The real problem is that government surveillance “appears to be done illegally with little oversight or transparency,” Westin continued. “As governments pass laws to crack down on criminal hackers, we are learning that they in many respects are hypocrites. The law needs to provide citizens protection both from criminal hackers as well as our own governments.”
Espionage and cyberware are impacting businesses around the world because “they get caught in the middle, with foreign nations trying to penetrate their front door and our own governments trying to install and find weaknesses in the back door,” Westin observed.
The CIA: Tiger or Kitty Cat?
Don’t be too concerned about the CIA, suggested Brett Fernicola, CISO at Stealthbits.
The agency “is one of the biggest leeches and script kiddies to date.
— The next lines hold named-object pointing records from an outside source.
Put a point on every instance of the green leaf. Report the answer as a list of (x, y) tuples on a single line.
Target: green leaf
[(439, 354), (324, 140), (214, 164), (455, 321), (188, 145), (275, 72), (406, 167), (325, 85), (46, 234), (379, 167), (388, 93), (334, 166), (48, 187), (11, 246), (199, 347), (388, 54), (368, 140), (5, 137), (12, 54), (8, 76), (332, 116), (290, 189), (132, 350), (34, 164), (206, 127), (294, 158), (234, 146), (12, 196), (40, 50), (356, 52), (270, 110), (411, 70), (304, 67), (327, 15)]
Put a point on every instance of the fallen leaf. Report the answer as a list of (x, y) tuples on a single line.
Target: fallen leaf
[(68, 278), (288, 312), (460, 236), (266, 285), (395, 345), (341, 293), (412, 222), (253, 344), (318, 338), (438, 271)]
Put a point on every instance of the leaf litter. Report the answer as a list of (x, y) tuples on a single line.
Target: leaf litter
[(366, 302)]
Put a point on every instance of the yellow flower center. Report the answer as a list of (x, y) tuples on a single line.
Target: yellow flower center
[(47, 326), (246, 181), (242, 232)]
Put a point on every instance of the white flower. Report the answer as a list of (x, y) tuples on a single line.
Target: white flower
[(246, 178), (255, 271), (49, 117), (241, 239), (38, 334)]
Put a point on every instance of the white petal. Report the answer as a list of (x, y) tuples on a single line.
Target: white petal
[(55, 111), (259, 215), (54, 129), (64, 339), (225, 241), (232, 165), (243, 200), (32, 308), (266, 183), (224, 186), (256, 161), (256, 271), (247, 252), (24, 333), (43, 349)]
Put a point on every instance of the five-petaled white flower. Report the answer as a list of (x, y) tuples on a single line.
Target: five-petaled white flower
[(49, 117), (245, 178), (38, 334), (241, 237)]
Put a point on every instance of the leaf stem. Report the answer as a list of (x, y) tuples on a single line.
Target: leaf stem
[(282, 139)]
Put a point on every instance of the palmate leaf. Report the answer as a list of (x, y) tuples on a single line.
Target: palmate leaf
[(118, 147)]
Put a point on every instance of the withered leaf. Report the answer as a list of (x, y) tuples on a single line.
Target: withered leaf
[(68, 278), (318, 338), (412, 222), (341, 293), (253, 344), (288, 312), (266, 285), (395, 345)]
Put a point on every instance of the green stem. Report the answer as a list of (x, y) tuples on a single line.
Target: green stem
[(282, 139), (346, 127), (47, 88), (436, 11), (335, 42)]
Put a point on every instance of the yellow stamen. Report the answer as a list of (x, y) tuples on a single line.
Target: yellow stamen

Most of what they know infosec-wise was stolen or taken from hackers or legitimate research groups,” he told TechNewsWorld.
Nevertheless, “the NSA, CIA, Chinese security agencies and many others polluting the security of ecosystems [through hacking] is really bad for trust and for security,” warned Eric Cowperthwaite, VP of advanced security and strategy at Core Security.
Creating systems that are inherently insecure “is going to destroy trust in operating systems, software, applications and devices,” he told TechNewsWorld.
The e-commerce ecosystem, in particular, is fundamentally based on trust, Cowperthwaite pointed out. “What happens when the average consumer no longer trusts that the systems they use daily are trustworthy? How will CISOs secure systems when they don’t know what’s been polluted by government agencies?”
A Side Helping of Ethics, Please
It’s not so much that intelligence agencies spy on people. After all, that’s their job, contended Derek Bambauer, professor of law at the University of Arizona’s James E. Rogers College of Law. The question is whether their operations are sanctioned by law.
The Obama administration has “increasingly sought and used FISA orders” to conduct surveillance of U.S. persons on the grounds of national security, Bambauer told TechNewsWorld.
U.S. persons “might” have some Fourth Amendment claims against surveillance, he said, “but the Supreme Court has been very careful never to address this issue, and I don’t expect it to do so.”
Mass surveillance is not unnecessarily unlawful, but it’s “best described as being in conflict with individuals’ perceptions of ethics and privacy,” commented Philip Lieberman, president of Lieberman Software.
“The purpose of a government is the protection of its citizens and the promotion of their welfare,” he told TechNewsWorld.
Technical security measures “are not restraining surveillance, because the NSA and GCHQ are compromising them,” pointed out Gregory Nojeim, senior counsel for the Center for Democracy & Technology.
That “cries out for a strengthening of the extremely weak standards under which surveillance is conducted,” he told TechNewsWorld.
What Can Be Done
“One of the best ways to secure user data is to not collect it in the first place,” Tripwire’s Westin said. “The second is to encrypt it and ensure the keys stay safe.”
In the long run, though, hacking and surveillance will become a way of life, and the old saw about not putting anything online you don’t want someone else to know might be the only safe course.